Screen Shot 2020-12-21 at 12.05.37 PM.png

0 Kudos
Data Scientist
Data Scientist

Finally, DataRobot can handle a lot of data clean-up but there are some bounds to its capabilities. In this case, this dataset has so much irregularity of the data that it can't be modeled on (in essence, too many massive holes in the data records). If you fill the missing dates between first and last record for each series with zero-values, or even create records with a missing target value, then this dataset should be ready for some modeling.
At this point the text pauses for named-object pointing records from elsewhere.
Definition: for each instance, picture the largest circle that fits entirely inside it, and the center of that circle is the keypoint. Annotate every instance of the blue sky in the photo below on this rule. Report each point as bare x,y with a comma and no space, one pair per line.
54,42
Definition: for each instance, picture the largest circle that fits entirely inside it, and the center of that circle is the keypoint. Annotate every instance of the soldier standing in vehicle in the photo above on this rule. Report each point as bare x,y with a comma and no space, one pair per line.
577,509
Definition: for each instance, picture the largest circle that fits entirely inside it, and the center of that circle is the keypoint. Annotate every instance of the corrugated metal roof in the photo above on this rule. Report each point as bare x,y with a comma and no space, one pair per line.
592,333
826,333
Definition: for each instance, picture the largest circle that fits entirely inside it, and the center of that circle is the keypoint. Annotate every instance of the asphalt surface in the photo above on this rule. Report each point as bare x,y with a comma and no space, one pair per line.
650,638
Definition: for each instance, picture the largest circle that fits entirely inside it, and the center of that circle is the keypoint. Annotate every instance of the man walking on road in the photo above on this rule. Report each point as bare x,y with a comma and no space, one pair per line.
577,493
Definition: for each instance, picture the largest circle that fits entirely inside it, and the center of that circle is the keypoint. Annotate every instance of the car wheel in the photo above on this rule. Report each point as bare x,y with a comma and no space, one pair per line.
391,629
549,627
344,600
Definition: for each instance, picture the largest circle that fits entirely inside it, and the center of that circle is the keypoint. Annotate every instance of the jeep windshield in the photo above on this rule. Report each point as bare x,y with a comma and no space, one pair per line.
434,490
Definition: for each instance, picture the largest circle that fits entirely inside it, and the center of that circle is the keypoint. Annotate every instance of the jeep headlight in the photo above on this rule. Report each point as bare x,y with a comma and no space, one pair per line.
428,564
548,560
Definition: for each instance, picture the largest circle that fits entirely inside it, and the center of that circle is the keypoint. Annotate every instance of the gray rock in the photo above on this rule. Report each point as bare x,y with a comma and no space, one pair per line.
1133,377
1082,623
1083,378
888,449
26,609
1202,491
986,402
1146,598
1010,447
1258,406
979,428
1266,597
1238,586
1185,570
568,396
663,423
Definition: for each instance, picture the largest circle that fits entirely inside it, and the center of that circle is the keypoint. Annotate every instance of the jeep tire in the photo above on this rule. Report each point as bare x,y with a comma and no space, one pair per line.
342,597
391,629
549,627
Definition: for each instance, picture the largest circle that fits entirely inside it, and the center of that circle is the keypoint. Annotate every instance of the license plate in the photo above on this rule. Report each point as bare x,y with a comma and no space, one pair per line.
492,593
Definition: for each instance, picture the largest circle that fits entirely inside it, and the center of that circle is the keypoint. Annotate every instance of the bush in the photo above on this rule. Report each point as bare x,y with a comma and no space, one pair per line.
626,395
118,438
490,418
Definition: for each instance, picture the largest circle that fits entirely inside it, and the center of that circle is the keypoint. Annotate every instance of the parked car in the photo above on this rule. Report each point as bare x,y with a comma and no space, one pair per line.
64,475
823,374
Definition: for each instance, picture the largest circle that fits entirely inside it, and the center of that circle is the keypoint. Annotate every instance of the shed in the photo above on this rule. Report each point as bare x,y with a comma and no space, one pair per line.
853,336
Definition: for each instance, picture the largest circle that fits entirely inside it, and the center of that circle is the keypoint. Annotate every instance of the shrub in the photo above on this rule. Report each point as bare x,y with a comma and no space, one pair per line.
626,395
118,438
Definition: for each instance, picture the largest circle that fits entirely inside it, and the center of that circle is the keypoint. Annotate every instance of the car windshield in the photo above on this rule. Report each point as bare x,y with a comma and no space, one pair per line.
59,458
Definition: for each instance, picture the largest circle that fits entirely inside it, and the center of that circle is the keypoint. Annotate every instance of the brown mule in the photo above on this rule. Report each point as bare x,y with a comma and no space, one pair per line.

Screen Shot 2020-12-21 at 12.09.50 PM.png

0 Kudos
Image Sensor

Great, thank you for the help.  I will try to see what I can figure out with paxata to see if it will add in the missing values.

0 Kudos
Image Sensor

I appreciate the tutorial, but I can't get past step 3.  The sales_train must exceed my 14 day trial period.  I have attached the message I get.  I may have to aggregate these steps in r. Screen Shot 2020-12-21 at 8.36.48 PM.png

0 Kudos
Data Scientist
Data Scientist

Ah, I see. Yes this dataset is quite large (400k+ series, 360k rows and ~3M rows when you fill the missing dates.) and may exceed the trial-limits for Paxata. I'd be happy to send you a fully-processed version of the dataset if you'd like to explore the modeling-side in DataRobot. If you're interested, send me an email at jarred.bultema@datarobot.com and I'll be happy to send over the file I cleaned up.

Jarred

0 Kudos
Data Scientist
Data Scientist

@ChrisKehl As a last point, I'll just mention that the Kaggle dataset linked is going to be generally unpleasant to work with because most of the series are so short (among 400k+ series mean duration is ~7 days, median 3 days, max 867), so it'll be a highly zero-inflated problem. This will be best handled using a zero-inflated modeling strategy where a first model is predicting 'is this a zero-sales day' and then a second model will predict 'given that its non-zero sales, what are the sales?' We have approaches that do this automatically, but its not really the most indicative dataset for Time Series forecasting based on my experience, especially with the degree that this dataset is skewed toward zero-inflated for about 97% of the data points.

 

Something like this Walmart Recruiting Sales Forecasting (https://www.kaggle.com/c/walmart-recruiting-store-sales-forecasting/data?select=train.csv.zip) data set might be a better place to start as it has interesting covariates, is multi-series, and isn't mostly zeros or missing values.